Ce qu’il faut retenir
En trois jours entre Kigali et Kinshasa, l’Émir du Qatar, Sheikh Tamim Ben Hamad Al Thani, a affiché une diplomatie tous azimuts, mêlant médiation sécuritaire, protocoles d’investissements et présence institutionnelle renforcée. La séquence confirme la stratégie de Doha dans les Grands Lacs.
Pour Kigali comme pour Kinshasa, le Qatar offre désormais à la fois un canal de négociation, une capacité de financement et un réseau aérien mondial. Les États-Unis saluent ce relais, tandis que la région espère un ralentissement durable des hostilités.
Doha accélère sur la diplomatie des Grands Lacs
Depuis le lancement du Processus de Doha en avril 2025, l’émirat facilite les pourparlers opposant le gouvernement congolais et la coalition AFC/M23. Le texte du 15 novembre réaffirme un règlement exclusivement négocié, un cessez-le-feu permanent et un mécanisme conjoint de supervision.

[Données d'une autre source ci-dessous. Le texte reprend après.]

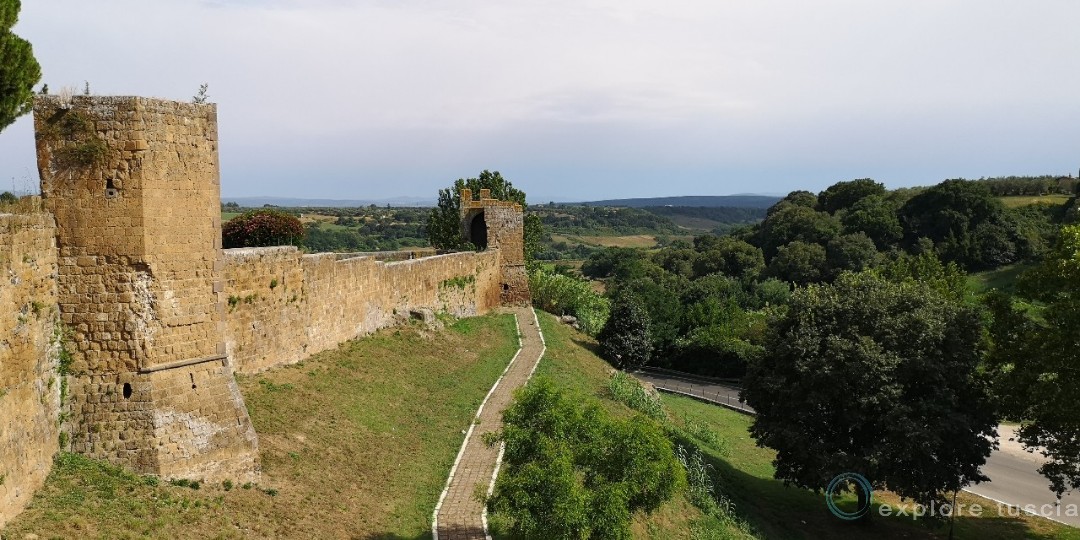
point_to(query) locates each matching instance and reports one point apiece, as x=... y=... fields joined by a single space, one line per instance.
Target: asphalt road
x=1014 y=480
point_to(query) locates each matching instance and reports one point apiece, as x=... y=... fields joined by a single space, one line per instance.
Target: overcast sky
x=578 y=99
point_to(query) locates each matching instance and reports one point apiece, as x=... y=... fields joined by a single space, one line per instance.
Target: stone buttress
x=134 y=186
x=490 y=223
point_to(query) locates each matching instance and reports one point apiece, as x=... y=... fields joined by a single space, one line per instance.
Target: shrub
x=624 y=389
x=565 y=295
x=561 y=476
x=261 y=228
x=625 y=339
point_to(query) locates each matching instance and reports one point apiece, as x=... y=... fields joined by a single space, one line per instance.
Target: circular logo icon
x=861 y=484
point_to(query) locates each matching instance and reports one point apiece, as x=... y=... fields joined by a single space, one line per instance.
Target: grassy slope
x=783 y=512
x=355 y=442
x=358 y=443
x=745 y=472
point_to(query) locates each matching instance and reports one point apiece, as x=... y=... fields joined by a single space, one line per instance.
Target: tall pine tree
x=18 y=69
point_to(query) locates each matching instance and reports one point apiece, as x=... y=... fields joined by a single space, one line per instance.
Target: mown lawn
x=354 y=443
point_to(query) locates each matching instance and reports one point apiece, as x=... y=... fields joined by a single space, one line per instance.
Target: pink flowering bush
x=259 y=228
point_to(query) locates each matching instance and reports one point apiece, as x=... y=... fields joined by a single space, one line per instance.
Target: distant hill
x=335 y=203
x=694 y=201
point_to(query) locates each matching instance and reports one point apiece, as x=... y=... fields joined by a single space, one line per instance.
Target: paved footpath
x=459 y=514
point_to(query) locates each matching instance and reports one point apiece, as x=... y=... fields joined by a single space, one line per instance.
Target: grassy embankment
x=354 y=443
x=744 y=472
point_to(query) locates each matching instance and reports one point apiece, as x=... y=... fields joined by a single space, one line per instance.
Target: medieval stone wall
x=122 y=275
x=29 y=381
x=133 y=184
x=503 y=223
x=284 y=306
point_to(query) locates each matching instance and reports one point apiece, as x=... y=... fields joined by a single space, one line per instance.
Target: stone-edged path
x=459 y=514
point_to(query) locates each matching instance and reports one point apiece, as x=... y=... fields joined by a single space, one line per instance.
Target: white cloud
x=421 y=92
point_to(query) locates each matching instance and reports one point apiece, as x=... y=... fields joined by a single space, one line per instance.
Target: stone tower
x=134 y=186
x=490 y=223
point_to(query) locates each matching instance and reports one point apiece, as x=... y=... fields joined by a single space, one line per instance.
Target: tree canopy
x=18 y=69
x=876 y=378
x=1036 y=362
x=444 y=224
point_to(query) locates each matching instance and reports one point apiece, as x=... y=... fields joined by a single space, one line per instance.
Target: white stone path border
x=464 y=444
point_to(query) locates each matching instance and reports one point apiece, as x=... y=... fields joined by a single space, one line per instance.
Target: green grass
x=786 y=512
x=354 y=443
x=1003 y=279
x=1013 y=202
x=744 y=472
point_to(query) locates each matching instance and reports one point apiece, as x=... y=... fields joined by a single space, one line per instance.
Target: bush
x=624 y=389
x=565 y=295
x=625 y=339
x=261 y=228
x=561 y=477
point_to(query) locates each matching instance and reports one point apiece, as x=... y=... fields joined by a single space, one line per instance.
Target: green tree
x=844 y=194
x=876 y=378
x=850 y=253
x=795 y=223
x=18 y=69
x=946 y=279
x=876 y=217
x=264 y=227
x=967 y=224
x=799 y=262
x=561 y=478
x=625 y=339
x=731 y=257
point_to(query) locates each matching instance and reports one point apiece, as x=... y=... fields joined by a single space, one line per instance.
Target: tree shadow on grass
x=588 y=345
x=394 y=536
x=788 y=512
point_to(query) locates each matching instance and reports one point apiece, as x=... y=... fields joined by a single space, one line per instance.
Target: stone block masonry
x=133 y=184
x=494 y=224
x=125 y=320
x=29 y=383
x=284 y=306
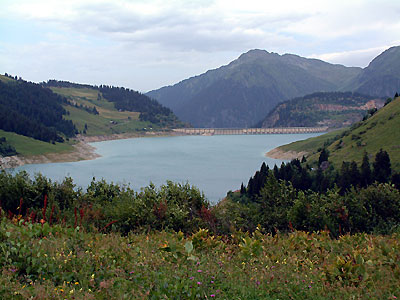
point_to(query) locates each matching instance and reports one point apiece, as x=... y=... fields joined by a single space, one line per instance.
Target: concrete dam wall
x=240 y=131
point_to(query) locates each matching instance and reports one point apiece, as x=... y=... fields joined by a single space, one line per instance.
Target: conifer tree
x=366 y=175
x=323 y=156
x=382 y=167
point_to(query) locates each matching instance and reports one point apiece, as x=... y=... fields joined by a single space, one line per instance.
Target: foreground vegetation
x=378 y=130
x=28 y=146
x=110 y=242
x=45 y=261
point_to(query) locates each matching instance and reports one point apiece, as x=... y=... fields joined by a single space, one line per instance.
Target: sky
x=147 y=44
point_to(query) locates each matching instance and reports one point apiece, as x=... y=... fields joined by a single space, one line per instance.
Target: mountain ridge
x=254 y=83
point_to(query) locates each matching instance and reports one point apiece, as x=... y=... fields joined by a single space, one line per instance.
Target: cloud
x=144 y=44
x=353 y=58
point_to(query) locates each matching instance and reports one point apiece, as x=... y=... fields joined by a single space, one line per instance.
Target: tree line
x=29 y=109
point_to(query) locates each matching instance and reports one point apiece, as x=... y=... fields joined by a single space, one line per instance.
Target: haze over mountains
x=242 y=93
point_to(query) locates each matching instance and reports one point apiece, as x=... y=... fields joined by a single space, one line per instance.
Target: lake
x=214 y=164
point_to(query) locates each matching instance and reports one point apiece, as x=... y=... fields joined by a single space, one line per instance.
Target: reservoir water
x=214 y=164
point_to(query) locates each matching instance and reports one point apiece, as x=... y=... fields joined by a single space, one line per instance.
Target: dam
x=242 y=131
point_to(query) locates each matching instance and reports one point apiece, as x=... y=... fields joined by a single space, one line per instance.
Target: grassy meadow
x=42 y=261
x=28 y=146
x=108 y=121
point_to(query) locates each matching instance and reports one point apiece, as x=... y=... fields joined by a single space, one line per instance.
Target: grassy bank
x=28 y=146
x=378 y=131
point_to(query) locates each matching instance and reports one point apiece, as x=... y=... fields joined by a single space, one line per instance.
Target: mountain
x=244 y=91
x=32 y=115
x=28 y=109
x=332 y=109
x=379 y=131
x=381 y=77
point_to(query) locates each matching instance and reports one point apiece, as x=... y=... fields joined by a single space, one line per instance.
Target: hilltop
x=52 y=117
x=333 y=109
x=378 y=131
x=381 y=77
x=244 y=91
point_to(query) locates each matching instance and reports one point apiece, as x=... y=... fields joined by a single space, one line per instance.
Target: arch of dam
x=237 y=131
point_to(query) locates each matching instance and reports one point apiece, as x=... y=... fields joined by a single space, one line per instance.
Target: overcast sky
x=147 y=44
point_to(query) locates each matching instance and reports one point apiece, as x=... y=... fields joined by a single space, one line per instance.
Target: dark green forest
x=334 y=109
x=29 y=109
x=353 y=199
x=126 y=99
x=5 y=148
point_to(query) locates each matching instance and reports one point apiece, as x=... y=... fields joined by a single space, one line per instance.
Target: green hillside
x=244 y=91
x=379 y=131
x=28 y=146
x=108 y=120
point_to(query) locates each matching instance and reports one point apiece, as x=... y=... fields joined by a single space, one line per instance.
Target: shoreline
x=82 y=150
x=278 y=153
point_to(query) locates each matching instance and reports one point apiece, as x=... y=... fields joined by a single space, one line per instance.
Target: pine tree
x=366 y=175
x=382 y=167
x=323 y=156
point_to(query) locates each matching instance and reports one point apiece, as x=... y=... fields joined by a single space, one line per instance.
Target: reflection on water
x=215 y=164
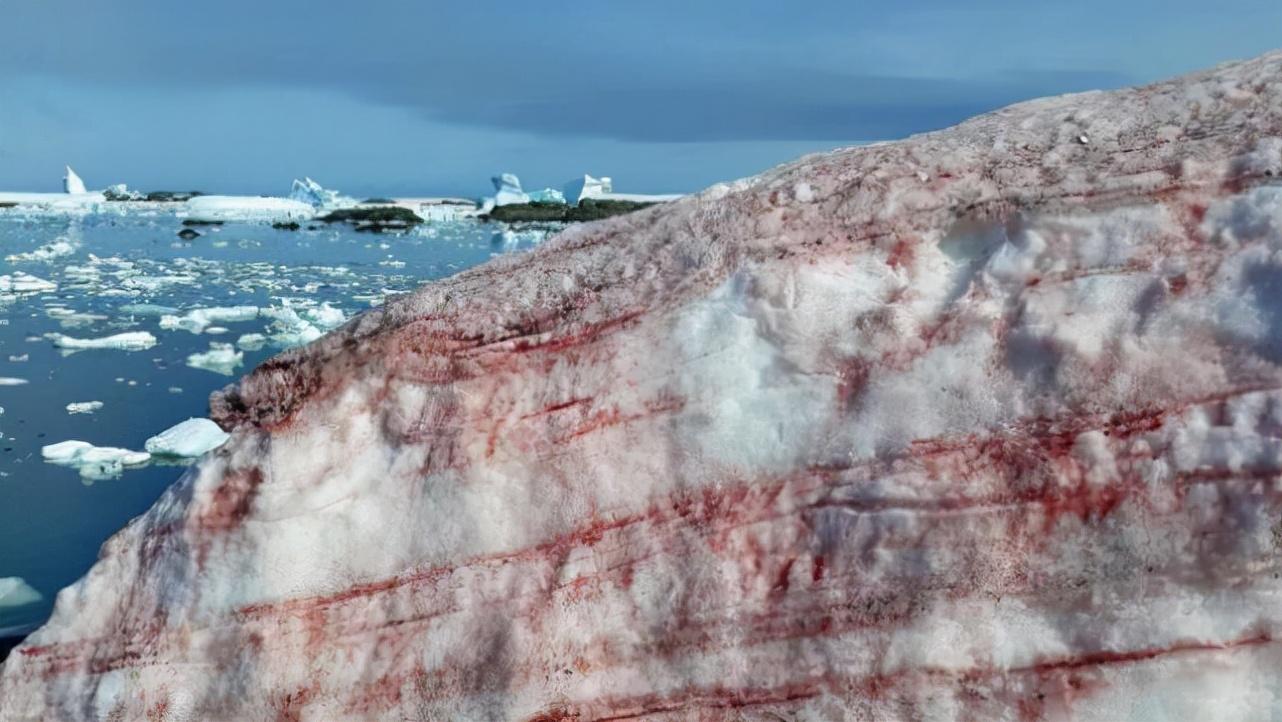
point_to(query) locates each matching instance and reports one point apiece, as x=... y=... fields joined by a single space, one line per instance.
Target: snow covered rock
x=126 y=341
x=982 y=425
x=92 y=462
x=189 y=439
x=72 y=184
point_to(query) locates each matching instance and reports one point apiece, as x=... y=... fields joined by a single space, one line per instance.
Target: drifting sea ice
x=83 y=407
x=199 y=319
x=92 y=462
x=127 y=341
x=189 y=439
x=221 y=358
x=57 y=248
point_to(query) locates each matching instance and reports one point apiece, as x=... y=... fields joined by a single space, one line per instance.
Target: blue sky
x=431 y=98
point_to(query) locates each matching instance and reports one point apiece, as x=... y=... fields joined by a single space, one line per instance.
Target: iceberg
x=587 y=186
x=126 y=341
x=319 y=198
x=72 y=184
x=190 y=439
x=14 y=591
x=199 y=319
x=546 y=195
x=92 y=462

À Kinshasa, le président Félix Tshisekedi a publiquement « reconnu la disponibilité personnelle de l’Émir » pour avancer vers un compromis (présidence congolaise, 21 novembre 2025). Paul Kagame, lui, a parlé de discussions « productives » avec son « frère et ami », signe d’une entente pragmatique.
Visite express, messages ciblés
L’agenda du souverain qatarien fut calibré : arrivée matinale à Kigali, entretien bilatéral, signature de protocoles, conférence de presse, puis redécollage pour Kinshasa avant la nuit. Un tempo qui rappelle les tournées « shuttle diplomacy » du Secrétaire d’État américain Henry Kissinger.
En coulisses, Mohammed al-Khulaifi, ministre d’État en charge des Affaires européennes et cheville ouvrière du Processus de Doha, tenait la plume. Son équipe veut garantir que chaque annonce diplomatique s’appuie sur une traduction économique, élément jugé indispensable pour sécuriser la paix.
Économie : capitaux et grands travaux
Le cousin de l’Émir, Sheikh Al-Mansour Bin Jabor Al Thani, avait déjà remis en septembre une lettre d’intention de 21 milliards USD couvrant mines, énergie, agriculture et numérique. La visite de novembre a transformé cet engagement en protocoles sectoriels progressivement contraignants.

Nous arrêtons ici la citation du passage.